Consequently, the most affected groups in this scenario were reinsurers and those direct insurers largely involved in reinsurance activities.

Gabriel Bernardino, Chairman of EIOPA, commented: “This stress test marks an important step forward in assessing the resilience of the European insurance sector to a set of adverse but plausible scenarios and provides a valuable basis for a continuous dialogue with the participating groups on the identified vulnerabilities and the preventive measures and potential management actions to address them, should they materialise.”

Olav Jones, Deputy Director General of Insurance Europe, also stated: “Insurance Europe is pleased to see that the 2018 stress test exercise confirms the strength of Europe’s insurance industry with a baseline SCR coverage over 200% and Assets over Liabilities (AoL) ratio of 109%.”
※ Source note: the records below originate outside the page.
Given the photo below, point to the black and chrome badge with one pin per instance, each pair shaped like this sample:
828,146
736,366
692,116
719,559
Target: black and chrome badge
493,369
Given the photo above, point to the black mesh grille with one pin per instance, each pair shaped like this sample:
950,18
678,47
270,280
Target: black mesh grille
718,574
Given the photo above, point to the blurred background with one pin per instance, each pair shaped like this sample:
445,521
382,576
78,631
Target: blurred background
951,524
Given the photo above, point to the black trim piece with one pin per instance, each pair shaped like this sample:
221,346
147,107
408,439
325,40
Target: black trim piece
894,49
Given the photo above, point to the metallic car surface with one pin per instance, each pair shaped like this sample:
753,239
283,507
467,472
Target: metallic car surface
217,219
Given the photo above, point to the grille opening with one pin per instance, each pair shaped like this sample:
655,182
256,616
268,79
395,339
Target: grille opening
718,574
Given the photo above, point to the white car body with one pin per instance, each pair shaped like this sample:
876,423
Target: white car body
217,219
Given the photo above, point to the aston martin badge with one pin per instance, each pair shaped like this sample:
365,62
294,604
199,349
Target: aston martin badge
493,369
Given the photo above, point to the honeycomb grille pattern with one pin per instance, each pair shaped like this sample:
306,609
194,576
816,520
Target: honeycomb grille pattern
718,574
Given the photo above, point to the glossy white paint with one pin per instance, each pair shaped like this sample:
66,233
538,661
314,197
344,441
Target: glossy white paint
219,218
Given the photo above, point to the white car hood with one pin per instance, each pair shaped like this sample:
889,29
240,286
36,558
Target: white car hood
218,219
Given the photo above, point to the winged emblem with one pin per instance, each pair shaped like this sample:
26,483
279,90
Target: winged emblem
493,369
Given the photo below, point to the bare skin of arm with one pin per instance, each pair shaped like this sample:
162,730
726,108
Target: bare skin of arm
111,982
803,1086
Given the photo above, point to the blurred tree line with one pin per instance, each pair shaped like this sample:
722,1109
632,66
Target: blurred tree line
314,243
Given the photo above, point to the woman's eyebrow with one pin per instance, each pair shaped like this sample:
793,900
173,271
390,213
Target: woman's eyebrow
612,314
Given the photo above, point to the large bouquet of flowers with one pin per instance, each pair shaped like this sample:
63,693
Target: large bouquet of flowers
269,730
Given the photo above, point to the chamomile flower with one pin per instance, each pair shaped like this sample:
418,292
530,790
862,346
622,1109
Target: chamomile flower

“The purpose of this test is to provide information on financial stability under adverse market developments,” Jones continued. “EIOPA chose in fact very extreme scenarios, for example the yield curve down scenario includes an interest rate which is equivalent to assuming zero European growth for the next 100 years.”

“The results confirm that, even under the very extreme scenarios applied, the industry would pose no concerns over their ability to pay claims, with the overall AoL ratio remaining above 106% for even the worst scenario.”

Insurance Europe noted that the European market’s regulatory system, Solvency II, already utilises comprehensive stress test scenarios that model extreme 1-in-200 year events and is publicly reported.

“Therefore, the post-stress SCR ratios reported in the stress test represent the impact of an extreme stress on an extreme stress,” a statement from Insurance Europe said. “Even on this basis the industry is shown to be very resilient.”